Verdict Lexus ES (2026)
Souvenez-vous: nous évoquions plus tôt la longue carrière de l’ES sur d’autres marchés. C’est précisément cet héritage qui explique pourquoi la berline Lexus risque, une fois encore, de rester marginale chez nous. Lors du développement de cette huitième génération, l’accent a en effet avant tout été mis sur la fiabilité et la longévité, soit deux qualités qui constituent depuis toujours le socle de la réputation de l’ES à l’international.
Les ingénieurs japonais ont donc accepté certains compromis en matière de puissance de charge, de capacité de batterie ou encore de performances.
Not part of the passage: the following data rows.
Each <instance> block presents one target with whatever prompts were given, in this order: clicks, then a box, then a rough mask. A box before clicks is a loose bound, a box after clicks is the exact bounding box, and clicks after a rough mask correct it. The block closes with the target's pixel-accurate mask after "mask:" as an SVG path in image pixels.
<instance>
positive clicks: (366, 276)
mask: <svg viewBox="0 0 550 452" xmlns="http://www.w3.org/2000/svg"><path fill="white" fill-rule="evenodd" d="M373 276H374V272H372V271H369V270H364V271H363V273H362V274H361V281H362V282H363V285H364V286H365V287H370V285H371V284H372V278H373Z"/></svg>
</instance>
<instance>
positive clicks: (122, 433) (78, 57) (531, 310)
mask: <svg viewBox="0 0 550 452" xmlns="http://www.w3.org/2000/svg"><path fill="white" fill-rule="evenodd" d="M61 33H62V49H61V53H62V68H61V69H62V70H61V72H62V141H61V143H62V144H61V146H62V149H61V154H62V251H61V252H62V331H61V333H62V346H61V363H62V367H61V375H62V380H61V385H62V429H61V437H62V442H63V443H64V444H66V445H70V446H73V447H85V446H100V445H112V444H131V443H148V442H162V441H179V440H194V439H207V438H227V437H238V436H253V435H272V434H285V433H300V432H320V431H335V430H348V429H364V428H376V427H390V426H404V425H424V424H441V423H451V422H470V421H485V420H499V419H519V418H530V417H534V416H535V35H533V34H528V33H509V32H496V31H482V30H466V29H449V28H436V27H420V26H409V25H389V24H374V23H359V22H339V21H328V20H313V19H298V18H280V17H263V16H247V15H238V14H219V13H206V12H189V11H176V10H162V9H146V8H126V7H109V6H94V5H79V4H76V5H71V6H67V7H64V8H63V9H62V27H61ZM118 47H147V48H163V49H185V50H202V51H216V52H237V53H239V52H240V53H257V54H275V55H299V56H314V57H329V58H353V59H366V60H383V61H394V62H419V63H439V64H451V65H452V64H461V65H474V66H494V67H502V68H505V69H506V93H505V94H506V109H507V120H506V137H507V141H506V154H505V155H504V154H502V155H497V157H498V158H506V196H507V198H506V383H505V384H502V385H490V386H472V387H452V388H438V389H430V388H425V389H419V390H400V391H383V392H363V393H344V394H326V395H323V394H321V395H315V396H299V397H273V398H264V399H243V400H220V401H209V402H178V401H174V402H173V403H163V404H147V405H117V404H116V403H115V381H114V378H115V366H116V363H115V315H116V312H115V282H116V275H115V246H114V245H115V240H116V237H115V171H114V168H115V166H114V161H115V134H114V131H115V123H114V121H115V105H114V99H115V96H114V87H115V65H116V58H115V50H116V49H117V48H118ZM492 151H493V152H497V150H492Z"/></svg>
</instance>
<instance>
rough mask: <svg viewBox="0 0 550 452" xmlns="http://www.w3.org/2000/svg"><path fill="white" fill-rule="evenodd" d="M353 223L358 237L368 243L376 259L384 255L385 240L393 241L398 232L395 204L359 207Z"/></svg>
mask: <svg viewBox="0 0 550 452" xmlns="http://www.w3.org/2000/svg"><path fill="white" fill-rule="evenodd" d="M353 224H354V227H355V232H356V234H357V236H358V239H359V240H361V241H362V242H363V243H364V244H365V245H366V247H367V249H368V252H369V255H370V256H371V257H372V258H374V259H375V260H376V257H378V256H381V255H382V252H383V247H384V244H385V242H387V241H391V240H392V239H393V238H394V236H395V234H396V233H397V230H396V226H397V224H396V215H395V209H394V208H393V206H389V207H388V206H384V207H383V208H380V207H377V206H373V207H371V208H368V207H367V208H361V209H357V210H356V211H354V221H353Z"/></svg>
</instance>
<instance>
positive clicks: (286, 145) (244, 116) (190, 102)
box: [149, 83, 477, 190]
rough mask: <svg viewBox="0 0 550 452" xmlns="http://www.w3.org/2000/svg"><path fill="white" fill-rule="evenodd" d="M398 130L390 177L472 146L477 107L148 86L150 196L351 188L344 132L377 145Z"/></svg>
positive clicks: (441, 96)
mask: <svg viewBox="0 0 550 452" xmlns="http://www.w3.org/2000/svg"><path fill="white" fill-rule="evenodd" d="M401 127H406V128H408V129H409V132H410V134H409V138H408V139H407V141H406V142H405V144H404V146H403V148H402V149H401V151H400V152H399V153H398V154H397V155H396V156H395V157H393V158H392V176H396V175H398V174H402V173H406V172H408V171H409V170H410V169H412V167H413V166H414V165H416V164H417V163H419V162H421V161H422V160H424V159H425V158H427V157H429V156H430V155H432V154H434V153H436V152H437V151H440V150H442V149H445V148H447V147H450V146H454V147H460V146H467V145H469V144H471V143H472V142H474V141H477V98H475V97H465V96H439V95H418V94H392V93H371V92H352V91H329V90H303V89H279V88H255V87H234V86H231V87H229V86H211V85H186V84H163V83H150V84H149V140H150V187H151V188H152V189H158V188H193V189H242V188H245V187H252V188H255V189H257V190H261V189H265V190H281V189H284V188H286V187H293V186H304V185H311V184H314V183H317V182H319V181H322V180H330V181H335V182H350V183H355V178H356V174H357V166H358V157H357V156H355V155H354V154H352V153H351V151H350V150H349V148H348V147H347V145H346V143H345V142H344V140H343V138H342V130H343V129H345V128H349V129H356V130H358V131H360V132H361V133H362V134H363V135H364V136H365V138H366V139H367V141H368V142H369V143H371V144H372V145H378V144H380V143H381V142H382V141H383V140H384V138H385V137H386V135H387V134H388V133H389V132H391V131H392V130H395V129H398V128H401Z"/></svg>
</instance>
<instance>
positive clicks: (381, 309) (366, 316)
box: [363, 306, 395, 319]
Un choix qui, malheureusement pour Lexus, réduit d’autant ses ambitions européennes et a fortiori belges. Car sur notre marché, ces critères figurent désormais en tête des priorités des clients fleet.
Dans un segment déjà peu populaire – celui des grandes berlines électriques de luxe –, l’ES doit ainsi affronter des rivales nettement plus convaincantes sur ces points essentiels, souvent à des tarifs comparables. Et comme toujours en automobile, choisir revient aussi à renoncer.